Why do you love kayaking?
I’ve been kayaking for almost 20 years, and it still provides avenues for improvement. My real passions in the sport outside education are racing and creeking, and a combo of the two. Racing is all about efficiency, so you are constantly looking for ways to make yourself faster without expending more energy.
Why did you get into sports when you were young?
I don’t think I had a choice as my dad is very active. I was an active kid, so it was going to happen. It took a while trying several sports before getting hooked on slalom. Once in that sport I realized it was a perfect blend of mental and physical skills. Plus it was individual, so I was the only one to blame when I screwed up.
Who are your biggest role models?
I’ve never really been into role models; I’m more interested in trying to pick up pieces from different people. Early on it was the fastest racers like Paul Ratcliffe and Martikan that were just able to use the available water better than anyone. After that I just admired people that did whatever it was with efficiency which lead to style.
Why are you so passionate about education in this sport?

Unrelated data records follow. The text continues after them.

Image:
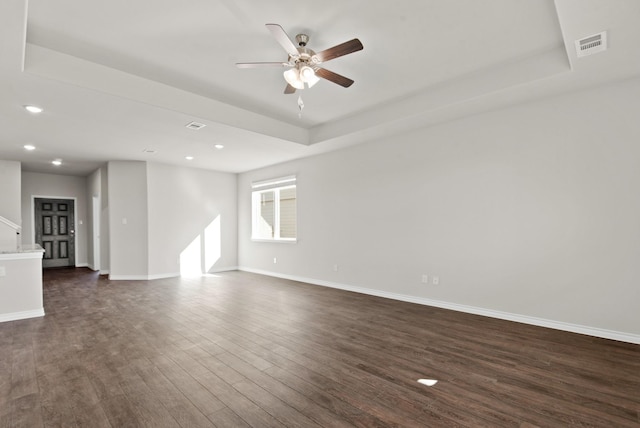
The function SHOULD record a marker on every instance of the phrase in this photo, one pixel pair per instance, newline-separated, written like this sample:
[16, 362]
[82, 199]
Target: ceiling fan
[303, 63]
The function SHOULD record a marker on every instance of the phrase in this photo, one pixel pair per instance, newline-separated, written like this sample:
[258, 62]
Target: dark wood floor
[238, 349]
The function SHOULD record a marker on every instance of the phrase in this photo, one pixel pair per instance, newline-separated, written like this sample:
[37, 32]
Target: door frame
[75, 220]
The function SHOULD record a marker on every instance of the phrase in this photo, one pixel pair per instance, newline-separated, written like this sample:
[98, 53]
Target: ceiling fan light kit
[304, 63]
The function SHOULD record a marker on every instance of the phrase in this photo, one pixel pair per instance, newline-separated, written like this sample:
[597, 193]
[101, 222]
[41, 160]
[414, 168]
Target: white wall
[128, 220]
[532, 211]
[104, 220]
[191, 211]
[10, 207]
[56, 186]
[21, 286]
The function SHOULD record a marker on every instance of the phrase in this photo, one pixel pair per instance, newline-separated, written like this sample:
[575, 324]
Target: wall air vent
[592, 44]
[195, 125]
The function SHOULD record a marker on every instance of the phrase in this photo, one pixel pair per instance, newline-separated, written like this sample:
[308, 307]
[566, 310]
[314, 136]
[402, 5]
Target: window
[274, 210]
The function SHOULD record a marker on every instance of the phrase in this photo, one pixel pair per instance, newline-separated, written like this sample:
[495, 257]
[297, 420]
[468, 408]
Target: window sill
[276, 241]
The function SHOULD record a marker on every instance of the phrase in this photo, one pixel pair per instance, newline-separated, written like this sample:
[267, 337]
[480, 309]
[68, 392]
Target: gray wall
[56, 186]
[195, 207]
[128, 220]
[167, 209]
[531, 210]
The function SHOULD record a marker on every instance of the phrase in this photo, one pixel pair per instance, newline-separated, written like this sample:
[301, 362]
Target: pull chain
[300, 106]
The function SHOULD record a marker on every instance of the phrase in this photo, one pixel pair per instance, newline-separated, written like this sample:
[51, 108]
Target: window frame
[275, 186]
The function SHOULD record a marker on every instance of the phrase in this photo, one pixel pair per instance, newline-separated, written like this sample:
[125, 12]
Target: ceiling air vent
[592, 44]
[195, 125]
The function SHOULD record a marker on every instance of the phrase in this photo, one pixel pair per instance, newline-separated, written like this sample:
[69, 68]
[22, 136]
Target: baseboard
[525, 319]
[160, 275]
[128, 277]
[142, 277]
[223, 269]
[14, 316]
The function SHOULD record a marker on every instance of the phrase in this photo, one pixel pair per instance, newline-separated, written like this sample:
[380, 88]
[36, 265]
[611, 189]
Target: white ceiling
[119, 77]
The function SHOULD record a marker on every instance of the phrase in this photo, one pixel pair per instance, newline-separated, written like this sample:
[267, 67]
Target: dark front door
[54, 231]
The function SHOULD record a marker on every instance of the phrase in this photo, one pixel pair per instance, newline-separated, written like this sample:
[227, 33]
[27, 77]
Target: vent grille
[195, 125]
[592, 44]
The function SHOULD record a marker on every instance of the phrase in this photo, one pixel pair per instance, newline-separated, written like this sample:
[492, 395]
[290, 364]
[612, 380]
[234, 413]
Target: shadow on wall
[203, 252]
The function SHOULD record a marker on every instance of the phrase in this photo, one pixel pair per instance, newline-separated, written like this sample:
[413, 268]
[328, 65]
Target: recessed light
[33, 109]
[195, 125]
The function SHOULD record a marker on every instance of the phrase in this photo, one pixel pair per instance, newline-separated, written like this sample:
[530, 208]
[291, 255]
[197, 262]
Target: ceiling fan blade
[281, 37]
[334, 77]
[340, 50]
[261, 64]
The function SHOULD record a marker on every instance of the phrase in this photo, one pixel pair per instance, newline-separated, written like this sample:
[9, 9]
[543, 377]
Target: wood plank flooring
[237, 349]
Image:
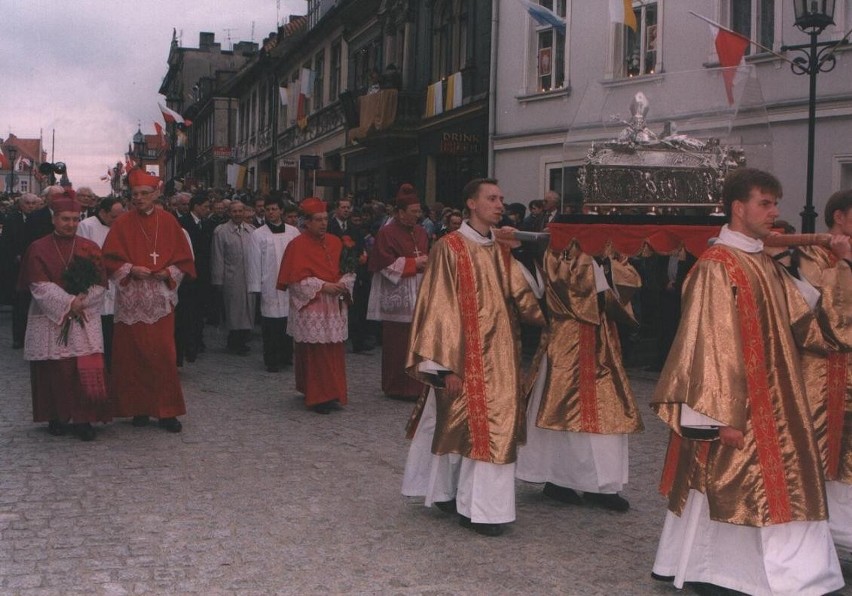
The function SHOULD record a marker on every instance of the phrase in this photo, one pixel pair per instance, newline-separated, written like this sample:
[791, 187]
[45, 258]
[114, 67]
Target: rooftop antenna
[228, 35]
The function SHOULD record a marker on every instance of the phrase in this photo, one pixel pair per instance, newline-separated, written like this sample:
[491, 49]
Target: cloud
[91, 70]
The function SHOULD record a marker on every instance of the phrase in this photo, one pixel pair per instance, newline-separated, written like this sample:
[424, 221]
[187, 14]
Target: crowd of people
[756, 387]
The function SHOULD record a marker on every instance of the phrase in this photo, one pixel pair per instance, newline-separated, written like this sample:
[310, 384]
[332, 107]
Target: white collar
[471, 234]
[728, 237]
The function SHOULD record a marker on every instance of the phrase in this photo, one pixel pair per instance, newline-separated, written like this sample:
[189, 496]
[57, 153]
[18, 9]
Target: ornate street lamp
[812, 17]
[13, 155]
[140, 146]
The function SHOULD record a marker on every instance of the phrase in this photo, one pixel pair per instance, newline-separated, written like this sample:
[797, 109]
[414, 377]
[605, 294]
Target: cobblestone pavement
[260, 496]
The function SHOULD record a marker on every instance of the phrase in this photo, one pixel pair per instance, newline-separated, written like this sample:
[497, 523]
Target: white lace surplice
[318, 318]
[144, 300]
[48, 308]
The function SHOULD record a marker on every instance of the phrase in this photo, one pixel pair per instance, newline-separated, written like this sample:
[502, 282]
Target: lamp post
[13, 155]
[812, 17]
[139, 147]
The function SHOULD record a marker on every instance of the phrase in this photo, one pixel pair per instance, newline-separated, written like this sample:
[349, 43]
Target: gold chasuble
[466, 321]
[827, 361]
[586, 389]
[735, 360]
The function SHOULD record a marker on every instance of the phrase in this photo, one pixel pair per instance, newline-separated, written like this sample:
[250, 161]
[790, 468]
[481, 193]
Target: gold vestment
[466, 321]
[827, 362]
[586, 388]
[734, 359]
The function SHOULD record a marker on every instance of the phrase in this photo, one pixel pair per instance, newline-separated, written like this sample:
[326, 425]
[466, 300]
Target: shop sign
[461, 143]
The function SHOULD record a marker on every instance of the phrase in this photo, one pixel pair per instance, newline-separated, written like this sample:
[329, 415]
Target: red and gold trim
[589, 422]
[474, 368]
[757, 382]
[836, 395]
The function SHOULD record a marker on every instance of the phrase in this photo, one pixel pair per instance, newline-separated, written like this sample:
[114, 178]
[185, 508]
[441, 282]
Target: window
[640, 47]
[364, 61]
[755, 19]
[319, 80]
[550, 54]
[450, 38]
[563, 179]
[334, 75]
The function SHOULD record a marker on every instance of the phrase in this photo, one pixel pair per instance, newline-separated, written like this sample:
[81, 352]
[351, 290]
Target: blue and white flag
[544, 16]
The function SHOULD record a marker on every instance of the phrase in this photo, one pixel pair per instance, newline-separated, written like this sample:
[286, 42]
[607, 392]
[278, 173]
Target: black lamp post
[812, 17]
[140, 147]
[13, 155]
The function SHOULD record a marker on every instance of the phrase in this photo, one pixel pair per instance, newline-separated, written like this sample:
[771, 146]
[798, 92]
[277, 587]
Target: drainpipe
[492, 85]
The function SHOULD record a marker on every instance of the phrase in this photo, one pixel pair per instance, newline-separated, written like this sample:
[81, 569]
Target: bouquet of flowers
[80, 275]
[350, 258]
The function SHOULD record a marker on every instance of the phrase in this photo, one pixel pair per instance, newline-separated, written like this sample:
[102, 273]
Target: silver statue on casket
[643, 169]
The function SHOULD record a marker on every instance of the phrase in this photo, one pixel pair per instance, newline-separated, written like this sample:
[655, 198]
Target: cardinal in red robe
[397, 263]
[319, 307]
[146, 253]
[63, 340]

Education in many sports has been reduced to learn-by-rote and assimilation-of-rules. While generalities exist, this can lead to a stagnation of people’s learning curve as they try more complex moves with a beginner progression that later on needs to be dismantled and reworked. My passion at these levels is to educate both the instructors and the students how to impart the workings of the sport so that the participants not only understand the concepts but are given parameters which can be manipulated. Watching students taught with this approach massively accelerates their curve without any of the side affects later on in their progression.

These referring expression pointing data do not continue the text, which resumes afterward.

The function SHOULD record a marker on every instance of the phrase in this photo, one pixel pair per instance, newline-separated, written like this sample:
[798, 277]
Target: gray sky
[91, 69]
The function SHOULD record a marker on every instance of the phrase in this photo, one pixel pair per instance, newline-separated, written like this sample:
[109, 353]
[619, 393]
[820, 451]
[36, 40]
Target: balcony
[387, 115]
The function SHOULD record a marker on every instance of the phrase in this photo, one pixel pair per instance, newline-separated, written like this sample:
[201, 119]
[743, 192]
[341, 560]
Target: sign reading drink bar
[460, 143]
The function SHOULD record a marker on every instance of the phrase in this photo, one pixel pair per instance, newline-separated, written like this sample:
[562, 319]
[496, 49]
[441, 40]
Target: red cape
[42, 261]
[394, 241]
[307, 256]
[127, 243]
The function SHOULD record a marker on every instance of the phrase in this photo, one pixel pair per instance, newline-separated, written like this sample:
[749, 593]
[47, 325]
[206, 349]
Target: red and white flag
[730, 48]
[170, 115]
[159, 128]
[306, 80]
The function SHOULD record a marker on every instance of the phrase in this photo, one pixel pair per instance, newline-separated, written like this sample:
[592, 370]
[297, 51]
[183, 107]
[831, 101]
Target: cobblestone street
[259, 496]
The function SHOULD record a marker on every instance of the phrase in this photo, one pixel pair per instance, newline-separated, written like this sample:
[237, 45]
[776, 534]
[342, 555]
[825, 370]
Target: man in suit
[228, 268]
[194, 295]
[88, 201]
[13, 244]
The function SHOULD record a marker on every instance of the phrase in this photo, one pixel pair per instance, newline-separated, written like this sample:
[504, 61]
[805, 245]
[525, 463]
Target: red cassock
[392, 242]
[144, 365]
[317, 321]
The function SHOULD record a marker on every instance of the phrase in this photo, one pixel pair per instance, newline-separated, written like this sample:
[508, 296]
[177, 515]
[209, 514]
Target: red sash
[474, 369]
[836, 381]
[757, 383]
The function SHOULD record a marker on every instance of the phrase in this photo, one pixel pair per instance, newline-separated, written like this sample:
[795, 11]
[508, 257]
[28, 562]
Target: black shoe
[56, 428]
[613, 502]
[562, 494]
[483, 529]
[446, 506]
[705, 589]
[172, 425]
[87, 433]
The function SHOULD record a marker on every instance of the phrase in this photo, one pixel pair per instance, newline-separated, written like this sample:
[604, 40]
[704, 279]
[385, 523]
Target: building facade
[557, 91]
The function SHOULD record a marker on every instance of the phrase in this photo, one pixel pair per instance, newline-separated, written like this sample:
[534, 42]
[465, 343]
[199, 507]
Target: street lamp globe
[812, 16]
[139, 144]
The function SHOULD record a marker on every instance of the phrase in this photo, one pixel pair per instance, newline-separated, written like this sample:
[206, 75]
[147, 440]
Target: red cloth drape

What role does science play in your teaching?
Basic physics and kinematics play massively into my teaching. Without these, their comprehension goes out the window and you revert to rule-based learning. Within this, you have momentum, leverage, hydrology, and getting them to understand how they all interact. Once you know what’s happening, this is where you can really start playing around.
What advice would you give young kayakers getting into the sport?
Think, experiment, and don’t be afraid of the odd beat-down.